とりあえず答えることはできるけど、課題の量もちょっと尋常じゃない。リア先生はそういうことでうっかりミスなんてしないのになんで?と思ってお昼ごはんを食べた後で質問してみた。
「ここの子たちはね、みーんなライノのルームでアホみたいに潜在的な知識が詰め込まれてるのよ!たまにこうしてチェックしないと、個々の得意教科が見えなくなっちゃう。学舎平均の課題なんて出して全部満点取られてごらんなさいよ、せっかく伸びるものがあるのに見逃して、もったいないことになるからね」
「でもリアせんせーい、兄ちゃんも姉ちゃんもそのおかげで学舎での秘匿に苦労してんじゃーん」
「だまらっしゃいレビ!猫の庭の子供はね、魔法も体術もみーんなドS方式の英才教育されてんのよ?なんで学科だけ自重しなけりゃいけないの!どうせ突き抜けてるんだから、どこまでも行けばいいの!暴走教育ペガサスは止まらないわよっ!」
「リアせんせーい、アオイはないしょにするのがうまくないんだ~。どうすればいい?」
「アオイ、あなたのお父さんはドSの変態魔法使いだから何とかしてくれるわよ!」
「ねえリアせんせーい、僕は隠し事うまい方だとは思うけどさ、レティでさえ理科で一度失敗しちゃってるんだよ?」
「ウゲツ、何言ってるの。あなたのお父さんはドSを越えたドドSでしょうに。お父さんを見習って秘匿だの偽装だのまやかしだの口八丁手八丁だのを習えば問題ないわ」
「リアせんせーい、後ろに気を付けて…」
「何言ってるのよレビいいいたああああああっ!」
ここが教室じゃなくて一階だっていうのを忘れてないかなリア先生。ヘルゲ先生が両手でアイアンクローと顎砕き、パパは氷の芸術品みたいな「バトルアックスが脳天をカチ割ってるように見える帽子」をリア先生に被せている。しかもあの冷気の流れ方からして、相当な低温で作ってあると思う。
やっぱりパパのお仕置きはクールだ、かっこいい。
僕もあれくらいできるようになりたいけど、残念ながら四属性の攻撃魔法はそこそこの威力しかないんだよね。ほら、僕の精霊って我が強いって言ったでしょ?個別対象へ心理魔法を出したり、精霊集団を叩きつけるときはすっごく嬉々としてるのに、四属性の魔法を広範囲に出してよって言うと途端に「やる気ねぇ~」って感じになっちゃうんだ。
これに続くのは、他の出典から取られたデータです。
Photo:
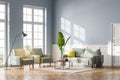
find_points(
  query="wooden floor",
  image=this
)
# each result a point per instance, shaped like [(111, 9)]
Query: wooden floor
[(34, 74)]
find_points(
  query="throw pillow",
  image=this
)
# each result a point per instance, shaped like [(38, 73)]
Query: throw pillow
[(79, 52), (92, 52), (71, 53)]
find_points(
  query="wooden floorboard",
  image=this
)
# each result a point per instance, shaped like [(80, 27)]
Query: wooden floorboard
[(34, 74)]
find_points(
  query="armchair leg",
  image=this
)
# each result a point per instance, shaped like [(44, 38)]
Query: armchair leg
[(32, 65), (50, 64)]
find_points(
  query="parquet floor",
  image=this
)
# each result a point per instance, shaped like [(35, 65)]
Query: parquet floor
[(34, 74)]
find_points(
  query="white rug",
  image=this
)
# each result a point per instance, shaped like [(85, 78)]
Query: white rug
[(71, 70)]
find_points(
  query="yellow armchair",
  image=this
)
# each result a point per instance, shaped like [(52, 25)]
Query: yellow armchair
[(39, 57)]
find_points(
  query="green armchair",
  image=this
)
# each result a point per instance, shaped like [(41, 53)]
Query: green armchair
[(41, 58), (23, 59)]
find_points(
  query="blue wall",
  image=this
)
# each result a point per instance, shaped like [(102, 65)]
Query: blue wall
[(16, 19), (93, 17)]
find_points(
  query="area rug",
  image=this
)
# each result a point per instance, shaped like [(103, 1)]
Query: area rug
[(71, 70)]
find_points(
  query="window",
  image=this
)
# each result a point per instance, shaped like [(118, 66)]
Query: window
[(34, 20), (3, 31)]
まあ仕方ないかなとは思うけどね。いま僕の魔法制御力の大半はレア・ユニークに割り振られてる。だから更に精霊魔法へ制御力を割り振る余力がないんだよ。大人になればもう少しマシになるかなって期待してるんだけどさ。
リア先生の自爆も見られたし満足だと思って、レビとアオイに「修練ルームへ行ってるねー」と声をかけて移動した。でも僕は修練をしに行ってるわけじゃないんだよ。あの水晶の部屋へ行くとかなり集中できるし、「影」を出しやすいんだ。
いま僕は最大三体の影を出せる。
もっと増やしたいとこだけど、あまりに精密な魔法なのでいまのとこ三体が精いっぱい。まあ自分が合計四人になっても同じセリフをしゃべる四重奏になるだけだからさ、今日は特別な一体を出す練習をします。
これ、数回しか成功してないんだよね。
単純に僕のマナ錬成量が足りないからなんだけど、この特別な一体は「影武者」って呼んでる。元々僕の影はかなり太いマナのラインで繋がってるんだけど、例えばフィーネ先生やアルみたいなマナに敏感な人にはマナのラインがばっちり見えちゃう弱みがある。
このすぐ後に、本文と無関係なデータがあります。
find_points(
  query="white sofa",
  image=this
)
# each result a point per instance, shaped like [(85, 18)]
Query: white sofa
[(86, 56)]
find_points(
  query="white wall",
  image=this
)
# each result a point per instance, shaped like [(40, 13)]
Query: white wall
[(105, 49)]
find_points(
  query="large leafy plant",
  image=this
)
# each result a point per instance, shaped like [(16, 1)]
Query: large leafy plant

つまりそういう人には偽物ですって宣伝してるようなものなんだよね。だからさ、一度マナのラインで僕自身の情報をかなり濃密に精霊魔法で叩き込んで固定するわけ。そうするとラインを切っても僕そっくりの影武者は動くことができる。
操作可能範囲は僕を中心に百メートルほど。これはママの影と同じくらいの距離だね。それを超えるとマナを形作る制御が効かなくなって、体がほどけちゃう。
とまあ、簡単に言えばこんな感じなんだけど。なんつってもレアユニ発動させてる時に精霊魔法も同時発動させるってのがなかなか難しいんだよねー!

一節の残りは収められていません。